Virgin Money announces forthcoming changes to their mortgage rates.
- Fixed rates for purchase, remortgage, and buy-to-let mortgages will be increased.
- The rate changes will affect 2 and 5-year fixed terms with various fees.
- Both purchase and remortgage mortgage options will see significant rate hikes.
- Impending changes will also impact product transfer and buy-to-let options.
Virgin Money has declared an imminent adjustment to its mortgage offerings, slated to occur from 8 pm on Wednesday, 30th October. These adjustments involve an escalation in fixed mortgage rates, impacting purchase, remortgage, buy-to-let, and product transfer options.
In the purchase mortgage segment, Virgin Money is set to augment rates on selected two and five-year fixed plans by up to 0.15%. These rates, which include a £995 fee, will commence at 4.14%. Simultaneously, the fee-saver options for the same terms will also increase by up to 0.15%, beginning at 4.29%. For options with a 75% loan-to-value (LTV), the five-year fixed rate accompanied by a £1,995 fee will rise by 0.15%, culminating at 4.24%. Moreover, the Retrofit Boost five-year plans are also subject to a 0.15% increase, starting from 4.49%.
Transitioning to the remortgage sector, fixed rates for a 65% LTV two-year term are set to rise by 0.05%, with initial rates starting at 4.43%. For five-year options at 65% and 75% LTV, an increase of up to 0.12% is anticipated, with rates starting from 4.12%. Retrofit Boost five-year rates will likewise experience a boost of up to 0.15%, with starting rates now at 4.49%.
Buy-to-let mortgage products are not exempt from these adjustments. The rates for selected 60% LTV two-year options are poised to climb by 0.10%, with starting rates of 3.57%, and the 75% LTV two-year plans are expected to see a 0.05% increase, now beginning at 3.72%. Furthermore, rates for 60% LTV five-year options will escalate by 0.15%, with both 60% and 75% LTV options starting at 3.88%. The 75% LTV Retrofit Boost five-year rate will rise by 0.10%, reaching 4.68%.
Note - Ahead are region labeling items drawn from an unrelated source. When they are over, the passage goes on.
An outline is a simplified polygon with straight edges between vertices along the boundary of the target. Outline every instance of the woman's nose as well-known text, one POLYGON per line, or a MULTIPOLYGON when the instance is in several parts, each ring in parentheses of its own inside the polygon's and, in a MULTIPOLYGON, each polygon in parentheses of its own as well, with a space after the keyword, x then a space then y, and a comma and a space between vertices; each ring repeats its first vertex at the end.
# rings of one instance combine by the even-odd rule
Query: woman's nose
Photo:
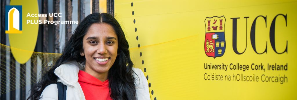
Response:
POLYGON ((98 48, 97 49, 97 53, 103 55, 107 53, 107 50, 106 46, 105 46, 105 44, 100 43, 98 45, 98 48))

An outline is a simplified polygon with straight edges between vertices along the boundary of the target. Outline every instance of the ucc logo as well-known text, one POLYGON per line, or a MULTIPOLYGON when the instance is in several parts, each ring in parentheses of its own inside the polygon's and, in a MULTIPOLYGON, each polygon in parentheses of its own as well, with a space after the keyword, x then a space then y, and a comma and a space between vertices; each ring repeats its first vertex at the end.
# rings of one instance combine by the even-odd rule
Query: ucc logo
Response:
POLYGON ((5 33, 22 33, 22 6, 6 6, 5 9, 5 33))
POLYGON ((205 23, 204 51, 207 56, 214 58, 223 56, 226 49, 224 16, 207 17, 205 23))
MULTIPOLYGON (((256 23, 256 21, 258 20, 264 20, 265 21, 266 26, 267 27, 267 16, 264 16, 259 15, 256 17, 253 21, 252 24, 251 28, 250 31, 250 41, 252 46, 255 52, 258 54, 262 54, 266 53, 267 53, 267 41, 266 41, 266 45, 265 46, 265 49, 264 51, 259 51, 256 50, 256 41, 255 41, 255 30, 256 23), (261 18, 263 19, 261 19, 261 18)), ((230 19, 232 20, 232 47, 234 52, 237 54, 243 54, 247 49, 247 19, 249 18, 247 17, 244 17, 246 20, 247 28, 247 39, 246 43, 245 45, 245 49, 244 50, 240 52, 237 50, 237 19, 240 18, 232 18, 230 19)), ((276 47, 275 40, 275 26, 276 20, 277 18, 279 18, 278 20, 283 20, 284 21, 285 24, 285 26, 287 25, 287 15, 283 14, 279 14, 277 15, 272 20, 270 30, 269 32, 269 39, 270 40, 270 44, 272 49, 276 53, 281 54, 285 53, 287 53, 288 50, 288 41, 287 41, 285 48, 284 48, 283 51, 277 51, 276 47)), ((215 58, 217 57, 221 57, 225 52, 226 49, 226 41, 225 39, 225 25, 226 21, 226 19, 224 16, 218 17, 214 16, 211 17, 206 17, 204 20, 205 23, 205 40, 204 42, 204 51, 206 55, 209 57, 212 57, 215 58), (219 22, 219 26, 218 26, 218 23, 219 22), (216 24, 217 24, 216 25, 216 24)), ((264 27, 264 26, 263 26, 264 27)), ((285 45, 285 44, 282 44, 285 45)))

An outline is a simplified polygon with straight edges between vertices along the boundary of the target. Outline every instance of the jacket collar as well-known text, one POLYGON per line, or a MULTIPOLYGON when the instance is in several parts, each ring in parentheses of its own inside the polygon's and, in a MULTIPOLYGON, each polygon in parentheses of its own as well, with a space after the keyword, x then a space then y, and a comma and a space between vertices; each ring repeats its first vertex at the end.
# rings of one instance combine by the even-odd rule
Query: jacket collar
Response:
POLYGON ((59 78, 58 81, 69 86, 73 86, 78 80, 79 67, 83 66, 75 61, 61 64, 55 70, 54 72, 59 78))

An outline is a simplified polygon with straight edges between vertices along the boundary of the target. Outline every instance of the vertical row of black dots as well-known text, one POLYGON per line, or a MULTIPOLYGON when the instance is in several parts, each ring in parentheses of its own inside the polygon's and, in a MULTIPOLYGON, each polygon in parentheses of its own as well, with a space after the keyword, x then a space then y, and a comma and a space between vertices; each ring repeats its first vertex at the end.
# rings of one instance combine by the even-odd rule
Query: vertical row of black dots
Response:
MULTIPOLYGON (((131 3, 131 7, 133 7, 133 2, 131 3)), ((134 11, 132 11, 132 16, 134 15, 134 11)), ((134 23, 134 24, 135 24, 135 22, 136 22, 136 20, 135 19, 134 19, 133 20, 133 23, 134 23)), ((135 27, 135 28, 134 29, 134 30, 135 31, 135 32, 137 32, 137 28, 135 27)), ((136 40, 137 41, 138 41, 138 40, 139 39, 139 37, 138 37, 138 36, 137 36, 137 35, 136 36, 136 40)), ((139 48, 140 48, 140 44, 138 44, 138 49, 139 49, 139 48)), ((140 52, 139 53, 139 54, 140 54, 139 55, 140 56, 140 57, 141 57, 142 56, 142 53, 141 52, 140 52)), ((141 64, 144 64, 144 61, 143 60, 142 60, 141 61, 141 64)), ((143 70, 143 71, 144 71, 144 72, 146 72, 146 68, 145 67, 144 69, 143 70)), ((147 80, 148 80, 148 75, 146 75, 146 79, 147 80)), ((150 88, 151 88, 151 84, 150 83, 148 83, 148 87, 149 87, 150 88)), ((151 91, 151 95, 153 95, 154 94, 154 90, 152 90, 151 91)), ((157 100, 157 98, 155 97, 154 98, 154 100, 157 100)))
Product transfers are also under the umbrella of these rate increases. The 75% LTV two-year fee-saver rate is set to increase by 0.11%, bringing the new rate to 4.75%. Select three-year rates will experience a rise of up to 0.16%, starting at 4.12%, while selected 65% and 75% LTV five-year rates will see an uptick of up to 0.15%, with rates commencing at 3.94%. Furthermore, selected buy-to-let rates in the product transfer category will observe increases of up to 0.15%, starting from 4.04%.
These changes highlight Virgin Money’s strategy to adjust to market conditions, affecting a broad range of their mortgage offerings.